More than two weeks have passed since Fidelity Investments confirmed that Charles Goldman will be departing the company – officially by the end of March.
Goldman and Fidelity may have moved on but many people in the RIA industry have not. I am reminded of how visceral the reaction remains as I continue to call people on other personnel moves — like Barnaby Grist to Cetera and Bernie Clark to the top RIA job at Schwab — and the conversation turns to Goldman.
The thumbnail story on Goldman, 48, is this: He became head of the RIA business at Schwab Advisor Services in May of 2007 after playing the number two role under its former president, Debby McWhinney. He abruptly left Schwab in November of 2008 amid a restructuring wherein his position was eliminated. Goldman was promptly hired [days later] into a newly created role of head of all advisory businesses at Fidelity Investments that included RIA custody, National Financial Services, and family offices.
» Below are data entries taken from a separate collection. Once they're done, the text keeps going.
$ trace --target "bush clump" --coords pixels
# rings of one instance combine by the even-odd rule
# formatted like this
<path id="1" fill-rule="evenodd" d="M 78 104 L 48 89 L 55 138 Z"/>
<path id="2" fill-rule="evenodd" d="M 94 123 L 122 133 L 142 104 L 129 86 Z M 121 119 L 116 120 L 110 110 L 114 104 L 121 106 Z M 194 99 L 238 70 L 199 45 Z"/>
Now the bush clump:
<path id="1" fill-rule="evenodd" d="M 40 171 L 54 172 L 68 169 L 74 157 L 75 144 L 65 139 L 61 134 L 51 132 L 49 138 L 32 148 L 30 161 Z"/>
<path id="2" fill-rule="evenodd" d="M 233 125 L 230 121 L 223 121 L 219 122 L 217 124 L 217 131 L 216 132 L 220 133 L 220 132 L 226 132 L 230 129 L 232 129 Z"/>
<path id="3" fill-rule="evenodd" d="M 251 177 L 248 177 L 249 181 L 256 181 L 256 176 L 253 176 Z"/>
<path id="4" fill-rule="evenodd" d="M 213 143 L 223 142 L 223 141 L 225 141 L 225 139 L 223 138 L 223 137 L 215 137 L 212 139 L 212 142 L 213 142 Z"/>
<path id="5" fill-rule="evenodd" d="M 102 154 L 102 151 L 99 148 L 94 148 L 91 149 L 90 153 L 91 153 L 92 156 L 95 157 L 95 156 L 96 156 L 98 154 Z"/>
Then history repeated itself a little over two weeks ago and he was departing Fidelity and his position was being deleted from the company org chart. There was no sign that Goldman had done anything wrong – in fact he already seemed to be producing results.
One former Fidelity executive put it this way: “He knew what had to be done to turn service around,” he says. “It’s definitely not the problem it was before he got there. That’s a pretty good one-year legacy.”
It’s interesting to note, however, that experts consider Fidelity’s actions to be understandable and sensible, too. Goldman’s job description had huge overlap with his boss, Gerard McGraw, and also Mike Durbin, who directly oversees RIAs and reported to Goldman. It made sense to streamline this structure by pruning Goldman’s position, according to Doug Dannemiller, senior analyst of Aite Group in Boston.
“Mr. Goldman’s position in Fidelity represented an unnecessary layer of management over the institutional businesses, National Financial and Institutional Wealth Services,” he wrote. “This move conveys trust in the individual leadership of these business units, and transforms the organizational structure to a more traditional one.”
A consultant added wryly that Fidelity made a rational move for other reasons: “They already had the Schwab blueprint.”
Rationales aside, many people can’t imagine how it is that Goldman is headed for the exit.
Certainly he is revered in the RIA business for his loyalty, smarts and for being the only executive to ever head up the industry’s two top RIA custodians. Many people at both Fidelity and Schwab speak highly of him as a person and as an executive. This includes people he worked with as well as ones who worked for him.
When I called former associates for comments about his departure two weeks ago, they declined to speak about him on or off the record, citing their friendships and high professional regard for him.
One executive sent an e-mail asking me if I would be willing to introduce him to Goldman as a potential hire.
For his part, Goldman sees the RIA business in a positive light.
“I really appreciate the relationships that I’ve been fortunate enough to build over the years and it’s been an honor for me to be involved in this industry,” he wrote in an e-mail yesterday.
People close to both Fidelity and Schwab believe that the ace up his sleeve going forward is that he made both the custodians he worked for noticeably better than when he arrived.
In addition, advisors – and especially many of the ones who manage more than $1 billion of assets under management – respect him and will take his calls. As one recruiter says: “He’s a huge rainmaker.”
Indeed, Debby McWhinney, who took over the advisory business at CitiGroup said in October that she was likely to move her company’s RIA assets to Fidelity in 2011. At the time the company had $30 billion of assets managed by 600 advisors.
It seems likely also that her longstanding relationship with Goldman may also have helped to give Fidelity the inside track.
Of course there’s a possibility that many people in the RIA business will work with him again in some other role – something that his e-mail seems to suggest:
“Because this industry is filled with so many wonderful people, I truly believe that the best is yet to come,” Goldman wrote.
People who know him best say that Goldman should be wary of taking jobs where he’ll have to play corporate politics as a manager wedged between other managers. Goldman enjoys leading and problem solving and he may be best in a CEO role, they say.